Members of the Bharatiya Janata Party’s (BJP) Mahila Morcha on Friday took out a massive protest rally against the Union government’s cap on the number of subsidised cylinders in Bangalore.

The protesters, who marched from Town Hall to Freedom Park carrying posters of cylinders, shouted slogans against the Union government and demanded that the cap be withdrawn.

Addressing the protesters, Nirmala Sitaram, national spokesperson for the BJP, condemned the Centre’s decision and said: “When industrialist and Congress MP Naveen Jindal can receive 369 refills of LPG cylinders in a single year, why is the common man being deprived of adequate number of refills? According to the oil companies’ transparency portal, Vice-President Hamid Ansari’s official residence consumed over 170 subsidised LPG cylinders in a year. While Union Minister Jaipal Reddy’s residence consumed 26 cylinders, another Union Minister, Salman Khurshid and his wife used 62 cylinders (under two connections). When such is the situation, how can the government expect the common people to manage with just six cylinders?” she said.

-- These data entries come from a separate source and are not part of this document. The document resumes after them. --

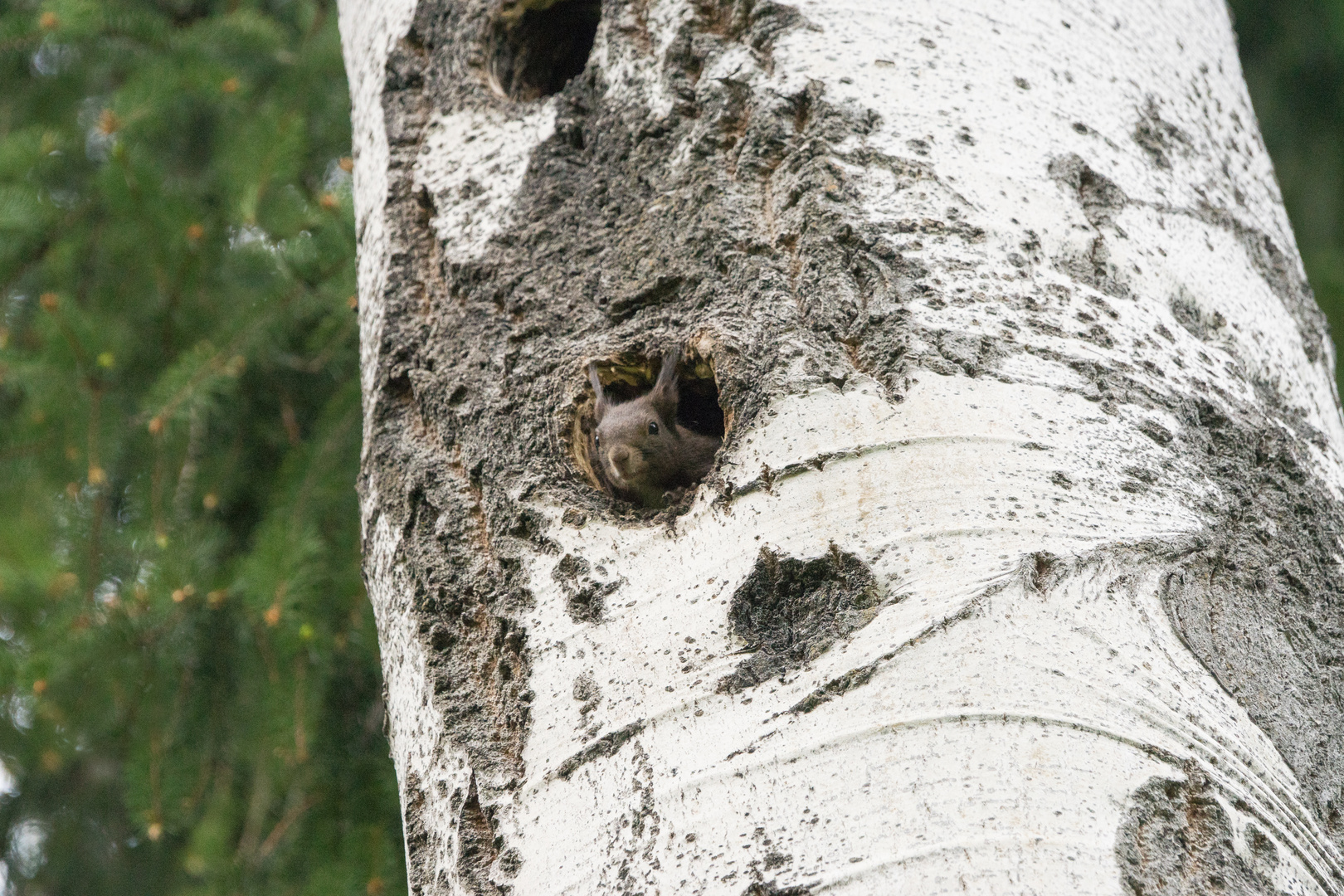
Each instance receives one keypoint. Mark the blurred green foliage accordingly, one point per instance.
(190, 694)
(1293, 56)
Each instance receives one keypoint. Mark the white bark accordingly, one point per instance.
(1011, 703)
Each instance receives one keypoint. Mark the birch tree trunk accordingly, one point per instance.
(1020, 567)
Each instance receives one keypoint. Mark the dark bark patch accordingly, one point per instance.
(774, 889)
(789, 611)
(1097, 193)
(477, 848)
(1199, 323)
(1261, 598)
(1159, 139)
(1176, 840)
(600, 748)
(585, 596)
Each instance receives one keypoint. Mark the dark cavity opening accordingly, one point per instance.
(698, 395)
(533, 52)
(629, 377)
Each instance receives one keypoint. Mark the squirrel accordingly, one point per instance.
(643, 453)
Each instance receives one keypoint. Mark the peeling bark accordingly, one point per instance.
(1020, 566)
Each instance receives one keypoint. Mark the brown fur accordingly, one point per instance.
(641, 465)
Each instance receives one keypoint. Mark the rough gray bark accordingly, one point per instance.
(735, 225)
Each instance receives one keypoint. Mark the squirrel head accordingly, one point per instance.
(637, 442)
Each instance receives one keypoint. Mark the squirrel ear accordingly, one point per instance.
(663, 395)
(600, 409)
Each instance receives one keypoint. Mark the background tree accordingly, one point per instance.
(1019, 570)
(1293, 56)
(190, 666)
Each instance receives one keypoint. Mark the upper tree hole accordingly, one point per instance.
(537, 46)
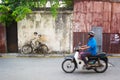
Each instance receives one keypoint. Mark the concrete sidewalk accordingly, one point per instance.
(5, 55)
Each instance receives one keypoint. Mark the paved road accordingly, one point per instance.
(50, 69)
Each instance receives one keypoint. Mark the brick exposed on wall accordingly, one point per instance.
(89, 13)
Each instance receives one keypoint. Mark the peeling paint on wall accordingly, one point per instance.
(56, 32)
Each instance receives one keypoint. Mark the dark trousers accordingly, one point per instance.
(84, 55)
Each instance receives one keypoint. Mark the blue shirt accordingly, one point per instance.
(93, 46)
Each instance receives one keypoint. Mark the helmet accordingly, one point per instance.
(91, 33)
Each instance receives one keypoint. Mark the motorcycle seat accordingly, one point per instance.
(98, 55)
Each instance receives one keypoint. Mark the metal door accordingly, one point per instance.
(2, 39)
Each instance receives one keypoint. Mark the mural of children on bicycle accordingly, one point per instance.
(36, 44)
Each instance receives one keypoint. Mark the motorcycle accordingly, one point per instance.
(98, 63)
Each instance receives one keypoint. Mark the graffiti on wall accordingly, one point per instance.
(115, 38)
(35, 44)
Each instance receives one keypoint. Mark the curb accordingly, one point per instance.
(15, 55)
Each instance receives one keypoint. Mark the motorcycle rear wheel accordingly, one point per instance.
(103, 66)
(68, 66)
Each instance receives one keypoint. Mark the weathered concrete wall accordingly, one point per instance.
(57, 32)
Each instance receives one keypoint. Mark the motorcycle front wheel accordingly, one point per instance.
(103, 65)
(68, 66)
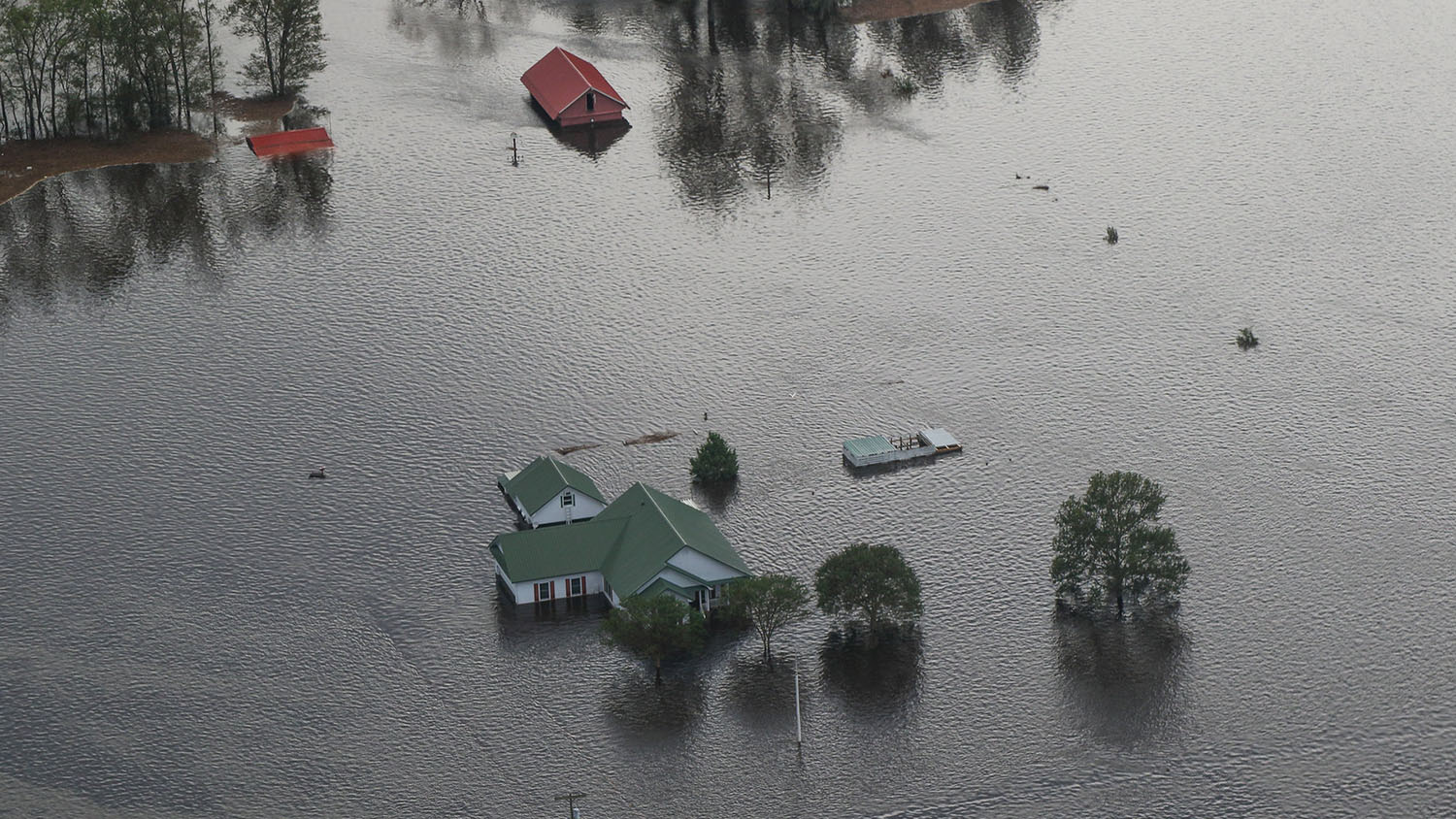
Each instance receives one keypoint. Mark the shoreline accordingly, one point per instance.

BJP Mahila Morcha’s city president Mamata Uday said the six-cylinder cap is bound to hit the middle class. The protest was organised in support of the nationwide strike conducted by BJP’s National Mahila Morcha. State BJP Mahila Morcha president Reena Prakash and Jayanagar MLA B.N. Vijaykumar also spoke.

Protest against FDI

Meanwhile, protesting against the Union government’s decision to allow foreign direct investment (FDI) in multi-brand retail, activists, under the banner of the All India Pragati, marched from the Town Hall to the Raj Bhavan.

Most of them were small and petty traders from the markets around S.J.P. Road and Kalasipalya.

Apprehending that entry of large corporations such as Walmart would stifle their livelihood options, the agitators demanded a complete withdrawal of the Central government’s policy.

In a memorandum submitted to the Governor’s office, they argued that small traders could hardly hope to compete with large corporations which have millions of dollars in investments.

They said that despite their meagre investments, they are able to run sustainable businesses. “But the entry of mammoth corporations will destroy our businesses,” they said in the memorandum.

Quoting from newspaper articles, they said the issue concerns 40 million petty and small traders in the country, who form four per cent of the population.

Their prime demands included a national policy on small and micro trading, and the setting up of a national commission to study the social, economic and environmental impact of allowing FDI in multi-brand retail.